A critical evaluation of the prominent causes of Hurricane Katrina intended to put forth the details as to how this tropical depression festered into a full-fledged Category 5 Hurricane, and caused such wide-scale destruction in the United States.
Devastating hurricanes are no strangers to the Atlantic Ocean; and a devastating hurricane like Hurricane Katrina featuring in the list of strongest Atlantic hurricanes at the sixth position speaks in volumes about this fact.
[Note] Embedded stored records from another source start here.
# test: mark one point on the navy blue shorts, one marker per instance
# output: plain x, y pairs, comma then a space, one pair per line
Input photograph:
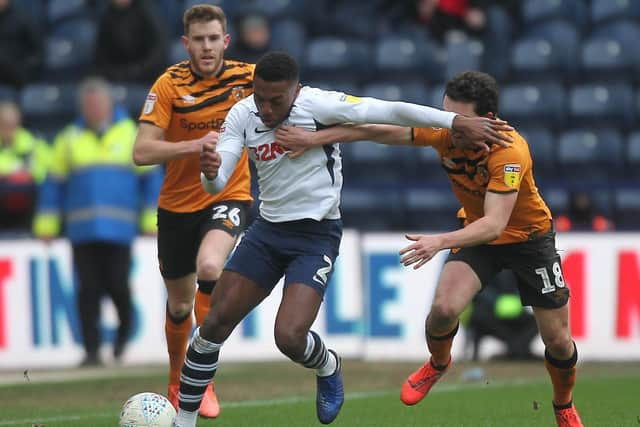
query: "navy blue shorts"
302, 251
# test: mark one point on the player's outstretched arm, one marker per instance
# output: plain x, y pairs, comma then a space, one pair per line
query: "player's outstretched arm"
497, 208
298, 140
150, 148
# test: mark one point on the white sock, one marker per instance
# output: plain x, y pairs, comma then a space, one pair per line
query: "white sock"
186, 418
330, 367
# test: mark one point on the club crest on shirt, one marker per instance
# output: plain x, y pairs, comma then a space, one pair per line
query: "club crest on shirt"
512, 175
237, 92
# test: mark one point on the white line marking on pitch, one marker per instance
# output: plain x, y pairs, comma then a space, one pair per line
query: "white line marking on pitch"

As with all the other cases of tropical storms in the Atlantic, even Hurricane Katrina started off as a minor disturbance in the pressure system, and eventually grew into one of the worst natural disasters that the planet was ever subjected to as it came across conditions favorable for its development.
Hurricane – as defined by the National Oceanic and Atmospheric Administration (NOAA), is a violent tropical storm which forms in the tropical waters when favorable conditions occur at any given point of time. These favorable conditions which lay the foundation of a hurricane includes a prevailing thunderstorm, warm ocean water, low pressure area, atmospheric moisture, trade winds and the Coriolis force. All these factors occurring simultaneously is no short of a perfect recipe for disaster. It is often accompanied by heavy rains and winds moving at a speed of 73-136 knots which makes it all the more devastating. As we mentioned earlier, the formation of a hurricane begins with a thunderstorm. As the warm air over ocean surface mixes with warm air in thunderstorm it starts rising in the atmosphere. This – in turn, forms a low pressure area in this region – which eventually becomes the eye of the hurricane. As the trade winds – which move in opposite direction, come in contact with this low pressure area the entire mass of air is set rolling in a circular motion. As warm air continues to rise, the rotating air mass pulls in the cold air from the surroundings. Cold air being relatively heavy sinks at the bottom initially, and eventually starts ascending as it becomes warm. Basically, warm air acts as a fuel and helps the storm formation to fester into a full-fledged hurricane.
Causes of Hurricane Katrina
Hurricane Katrina began as a ‘tropical depression’ off the Bahamas coast on 23rd August, 2005. As the conditions in this region were favorable for tropical cyclogenesis – i.e. the development and strengthening of tropical cyclone, this tropical depression intensified and became a tropical storm on 24th August. (This was the moment when it was named Hurricane Katrina.) On 25th August, the storm system grew into a full-fledged hurricane and made its first landfall in Florida at 2230 UTC – with the winds blowing at the speed of 80 mph. Winds continued to blow at this speed as the system passed over Florida, and weakened considerably over the next 24 hours to become a tropical storm on 26th August, 2005.
When this tropical storm entered the Gulf of Mexico (as shown in the satellite image above), it was once again subjected to favorable conditions in the form of the warm sea surface temperatures of the Gulf Loop Current. This helped it regain the hurricane status at 0600 UTC on 27th August. It was eventually upgraded to a Category 3 Hurricane on 27th August, and Category 4 Hurricane on 28th August. As it continued to intensify, it was upgraded to a Category 5 Hurricane – the worst of the lot, on the same day. The second landfall of Hurricane Katrina came as it hit Louisiana as a Category 3 Hurricane on 29th August. Eventually, the third landfall came after a few hours of second landfall near the Louisiana-Mississippi border. Katrina maintained its hurricane status when it entered Mississippi, but started fading off as it continued on the land – only to break up into two and finally die off on 30th August, 2005.
Even before the meteorologists could determine the exact causes of this hurricane, and direct the authorities to take necessary precautions, it swept through this region killing 1,836 people and damaging property amounting to US$81 billion. The prediction that it would move north after the first landfall (which didn’t come true), and the fact that it unexpectedly regained strength in the Gulf of Mexico, were cited as the main reasons for widespread destruction. Whether this clarification served the purpose or not is a debatable question, but Katrina did prove that nature will always be a step ahead of mankind.